We’ll look together at a vignette from a feature story in a recent issue of New York Magazine titled “Was It Worth It?” that presents victims reflections of disclosing cases of sexual assault. Together, we’ll read Phil Saviano’s first-person account of the personal cost of coming forward as a victim of sexual assault to identify how Saviano uses pathos in his piece.

Does this count as an encomium?

I’d like us to think together through some non-written ways (music, images, a combination of text and image) rhetors appeal to pathos.

IF WE HAVE TIME, WE’LL WORK ON OUR ETHOS HOMEWORK IN CLASS!

Homework-CLASS WILL NOT MEET ON W 10/16

INVENTING ETHOS! One way that the Ancient Greeks practiced ethopoeia was through inventing dialogue, mannerisms, and descriptions, as if composing a play, between different characters. Write a brief play where you represent the voices, language, and characteristics of two different public figures. Maybe you want Trump to talk to Obama, or Kim to chat with Kanye, or Party-Demi to talk to Awards-Show-Demi. Pick any two public figures (alive or deceased) and practice ethopoeia by writing a play where they’re in dialogue. Your play can be related to the issue you’ve been working on or not!

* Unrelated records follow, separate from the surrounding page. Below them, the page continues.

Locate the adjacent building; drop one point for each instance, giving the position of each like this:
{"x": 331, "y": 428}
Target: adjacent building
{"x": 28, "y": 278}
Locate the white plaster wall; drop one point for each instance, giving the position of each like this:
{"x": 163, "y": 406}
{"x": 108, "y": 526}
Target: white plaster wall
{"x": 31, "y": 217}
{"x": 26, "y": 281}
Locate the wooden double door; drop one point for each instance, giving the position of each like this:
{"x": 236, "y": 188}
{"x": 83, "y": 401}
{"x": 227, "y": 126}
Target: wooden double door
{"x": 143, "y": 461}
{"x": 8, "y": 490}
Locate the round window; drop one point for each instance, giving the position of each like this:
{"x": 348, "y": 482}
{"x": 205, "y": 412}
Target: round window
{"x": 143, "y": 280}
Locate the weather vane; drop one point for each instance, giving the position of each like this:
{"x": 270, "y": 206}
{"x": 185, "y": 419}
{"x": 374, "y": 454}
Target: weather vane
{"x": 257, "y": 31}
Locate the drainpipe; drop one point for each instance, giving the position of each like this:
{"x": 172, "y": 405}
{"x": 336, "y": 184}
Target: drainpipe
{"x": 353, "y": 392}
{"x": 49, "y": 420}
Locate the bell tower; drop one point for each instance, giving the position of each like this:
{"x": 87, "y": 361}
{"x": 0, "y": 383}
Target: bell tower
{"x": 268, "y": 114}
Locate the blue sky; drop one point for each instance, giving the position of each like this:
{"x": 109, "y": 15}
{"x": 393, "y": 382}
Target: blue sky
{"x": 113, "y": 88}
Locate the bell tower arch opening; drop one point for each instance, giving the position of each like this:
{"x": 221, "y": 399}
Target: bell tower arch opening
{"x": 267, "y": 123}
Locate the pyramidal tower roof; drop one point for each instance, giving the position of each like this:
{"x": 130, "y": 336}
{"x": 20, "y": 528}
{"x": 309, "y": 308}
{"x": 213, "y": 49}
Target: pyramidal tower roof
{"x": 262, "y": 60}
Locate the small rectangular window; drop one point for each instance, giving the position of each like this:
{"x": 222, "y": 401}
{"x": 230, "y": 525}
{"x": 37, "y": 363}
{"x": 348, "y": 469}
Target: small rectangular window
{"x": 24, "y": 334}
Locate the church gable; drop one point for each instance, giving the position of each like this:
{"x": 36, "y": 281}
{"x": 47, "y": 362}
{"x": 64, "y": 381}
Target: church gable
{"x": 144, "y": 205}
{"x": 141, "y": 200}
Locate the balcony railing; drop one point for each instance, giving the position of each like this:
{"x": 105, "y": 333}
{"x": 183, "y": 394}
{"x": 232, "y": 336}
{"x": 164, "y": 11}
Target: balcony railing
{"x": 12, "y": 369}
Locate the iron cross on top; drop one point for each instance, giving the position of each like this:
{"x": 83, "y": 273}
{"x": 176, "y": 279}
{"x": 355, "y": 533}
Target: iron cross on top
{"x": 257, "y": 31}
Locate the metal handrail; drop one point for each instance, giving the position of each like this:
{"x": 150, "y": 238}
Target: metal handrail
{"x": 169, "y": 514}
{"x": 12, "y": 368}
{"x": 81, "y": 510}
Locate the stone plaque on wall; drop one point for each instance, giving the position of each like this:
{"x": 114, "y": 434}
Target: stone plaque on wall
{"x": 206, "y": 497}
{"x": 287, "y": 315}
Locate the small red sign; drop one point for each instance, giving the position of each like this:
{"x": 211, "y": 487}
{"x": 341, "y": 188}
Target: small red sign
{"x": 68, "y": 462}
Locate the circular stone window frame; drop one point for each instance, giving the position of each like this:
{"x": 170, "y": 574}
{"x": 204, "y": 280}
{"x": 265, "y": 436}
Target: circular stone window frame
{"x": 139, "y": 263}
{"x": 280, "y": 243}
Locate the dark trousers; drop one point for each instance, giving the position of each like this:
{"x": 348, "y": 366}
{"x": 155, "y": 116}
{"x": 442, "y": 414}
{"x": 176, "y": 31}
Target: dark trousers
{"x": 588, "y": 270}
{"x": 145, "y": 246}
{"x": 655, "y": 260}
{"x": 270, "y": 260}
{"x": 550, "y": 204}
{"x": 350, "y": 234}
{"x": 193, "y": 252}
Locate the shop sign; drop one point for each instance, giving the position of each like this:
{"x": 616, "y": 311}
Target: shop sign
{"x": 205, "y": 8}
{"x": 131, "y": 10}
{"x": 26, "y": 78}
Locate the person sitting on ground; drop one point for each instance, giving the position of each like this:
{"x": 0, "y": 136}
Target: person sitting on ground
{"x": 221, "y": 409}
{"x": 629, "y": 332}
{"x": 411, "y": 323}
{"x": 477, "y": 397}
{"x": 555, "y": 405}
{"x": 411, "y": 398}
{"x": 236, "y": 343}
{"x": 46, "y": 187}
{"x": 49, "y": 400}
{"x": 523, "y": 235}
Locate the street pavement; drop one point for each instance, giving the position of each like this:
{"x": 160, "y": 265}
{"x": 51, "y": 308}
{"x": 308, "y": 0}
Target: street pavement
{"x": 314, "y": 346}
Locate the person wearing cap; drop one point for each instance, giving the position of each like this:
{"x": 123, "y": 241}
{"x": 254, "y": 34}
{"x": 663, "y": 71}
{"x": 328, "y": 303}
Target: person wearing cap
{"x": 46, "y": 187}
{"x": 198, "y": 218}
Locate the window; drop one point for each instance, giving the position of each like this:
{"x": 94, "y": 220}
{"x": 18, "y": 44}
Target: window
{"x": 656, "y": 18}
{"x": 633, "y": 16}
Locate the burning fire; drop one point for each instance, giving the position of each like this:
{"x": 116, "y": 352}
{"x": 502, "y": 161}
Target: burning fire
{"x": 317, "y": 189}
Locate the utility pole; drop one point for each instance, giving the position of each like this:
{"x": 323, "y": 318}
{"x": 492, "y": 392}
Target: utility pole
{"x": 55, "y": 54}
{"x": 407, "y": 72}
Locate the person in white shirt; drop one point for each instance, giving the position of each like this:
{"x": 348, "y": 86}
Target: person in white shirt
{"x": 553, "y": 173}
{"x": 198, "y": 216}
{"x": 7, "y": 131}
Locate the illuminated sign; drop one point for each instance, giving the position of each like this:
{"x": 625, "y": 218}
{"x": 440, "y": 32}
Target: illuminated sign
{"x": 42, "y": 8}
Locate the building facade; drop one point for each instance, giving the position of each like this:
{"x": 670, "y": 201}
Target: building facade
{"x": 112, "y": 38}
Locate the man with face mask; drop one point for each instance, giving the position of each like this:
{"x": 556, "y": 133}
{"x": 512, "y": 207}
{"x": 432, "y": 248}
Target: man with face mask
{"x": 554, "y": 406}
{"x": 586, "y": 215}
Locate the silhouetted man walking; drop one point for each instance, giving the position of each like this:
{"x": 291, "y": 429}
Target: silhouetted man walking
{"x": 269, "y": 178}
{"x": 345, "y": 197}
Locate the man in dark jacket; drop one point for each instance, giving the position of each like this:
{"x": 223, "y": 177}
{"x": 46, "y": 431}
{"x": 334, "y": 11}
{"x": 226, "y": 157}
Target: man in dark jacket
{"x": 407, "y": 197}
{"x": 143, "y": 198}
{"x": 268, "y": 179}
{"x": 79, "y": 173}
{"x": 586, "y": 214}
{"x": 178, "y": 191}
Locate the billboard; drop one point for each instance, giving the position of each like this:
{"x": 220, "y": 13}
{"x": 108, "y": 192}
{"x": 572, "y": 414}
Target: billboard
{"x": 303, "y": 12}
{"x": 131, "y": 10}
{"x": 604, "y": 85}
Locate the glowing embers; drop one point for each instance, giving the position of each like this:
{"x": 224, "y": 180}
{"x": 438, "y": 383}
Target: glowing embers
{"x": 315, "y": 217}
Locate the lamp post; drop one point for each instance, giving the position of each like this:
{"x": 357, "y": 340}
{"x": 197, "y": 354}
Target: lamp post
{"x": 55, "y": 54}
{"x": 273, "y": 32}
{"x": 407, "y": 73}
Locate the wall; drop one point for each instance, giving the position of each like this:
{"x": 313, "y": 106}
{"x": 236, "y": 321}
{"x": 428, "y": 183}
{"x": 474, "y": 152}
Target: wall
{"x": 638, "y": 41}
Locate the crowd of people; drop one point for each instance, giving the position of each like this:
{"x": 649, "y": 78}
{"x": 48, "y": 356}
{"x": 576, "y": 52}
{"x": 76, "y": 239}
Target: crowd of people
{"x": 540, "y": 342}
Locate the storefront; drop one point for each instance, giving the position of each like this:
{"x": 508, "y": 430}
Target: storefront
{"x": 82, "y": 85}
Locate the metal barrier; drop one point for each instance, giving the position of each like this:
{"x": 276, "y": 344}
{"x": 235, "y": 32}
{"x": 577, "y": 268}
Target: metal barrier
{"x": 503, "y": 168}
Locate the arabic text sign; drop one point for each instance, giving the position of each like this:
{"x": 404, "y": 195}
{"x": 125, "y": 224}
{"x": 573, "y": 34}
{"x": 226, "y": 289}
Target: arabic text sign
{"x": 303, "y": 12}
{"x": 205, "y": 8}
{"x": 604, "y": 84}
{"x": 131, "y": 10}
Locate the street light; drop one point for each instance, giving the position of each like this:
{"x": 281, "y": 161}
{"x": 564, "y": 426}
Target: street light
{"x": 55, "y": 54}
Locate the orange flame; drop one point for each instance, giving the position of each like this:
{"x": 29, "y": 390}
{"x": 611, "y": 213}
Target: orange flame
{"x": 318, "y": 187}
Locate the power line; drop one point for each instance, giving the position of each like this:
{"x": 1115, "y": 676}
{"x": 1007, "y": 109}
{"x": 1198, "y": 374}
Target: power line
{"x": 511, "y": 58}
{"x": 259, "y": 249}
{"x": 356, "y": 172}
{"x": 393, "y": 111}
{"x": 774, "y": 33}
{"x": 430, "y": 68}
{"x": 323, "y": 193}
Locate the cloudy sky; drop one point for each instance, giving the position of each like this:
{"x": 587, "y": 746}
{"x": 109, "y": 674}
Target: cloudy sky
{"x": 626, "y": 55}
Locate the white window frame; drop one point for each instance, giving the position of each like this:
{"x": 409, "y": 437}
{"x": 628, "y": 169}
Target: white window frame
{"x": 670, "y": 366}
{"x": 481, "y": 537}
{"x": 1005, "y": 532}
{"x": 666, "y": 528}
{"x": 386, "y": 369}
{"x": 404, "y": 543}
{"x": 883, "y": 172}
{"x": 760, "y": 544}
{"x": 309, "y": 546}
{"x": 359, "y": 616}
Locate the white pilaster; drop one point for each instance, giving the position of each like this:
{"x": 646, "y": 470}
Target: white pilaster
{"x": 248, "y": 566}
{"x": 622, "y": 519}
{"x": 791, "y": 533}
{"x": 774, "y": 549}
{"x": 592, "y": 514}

Successful ethopoeia will take time and offer enough details for me, as your audience, to understand your characters in some way. Consider using PATHETIC APPEALS to make your characters even more persuasive.

Post your play as Blog Post 7 by Wed, Oct. 16.

READ Chapter 8 “Extrinsic Proofs: Arguments Waiting to be Used” (Crowley and Hawhee 200-221)

Work Cited

Crowley, Sharon, and Debra Hawhee. Ancient Rhetorics for Contemporary Students. 5th ed., Pearson Education, 2012.

Create Your Own Blog

Your homework for Monday 9/9 is to OBTAIN OUR TEXTBOOK, Ancient Rhetorics for Contemporary Students by Crowley & Hawhee, and to create your own blog.

Register for a free blog at wordpress.com

When you sign-up at WordPress, you will be asked to create a title for your blog and web address (or URL). Don’t panic over these initial steps. You can always make changes later. The important thing is to register at WordPress and begin drafting a site where you will compose for this course.

Start Composing Design Elements

Add a photo header! Compose an About page! For now, just play. We’ll come back to design elements by next class to develop your site.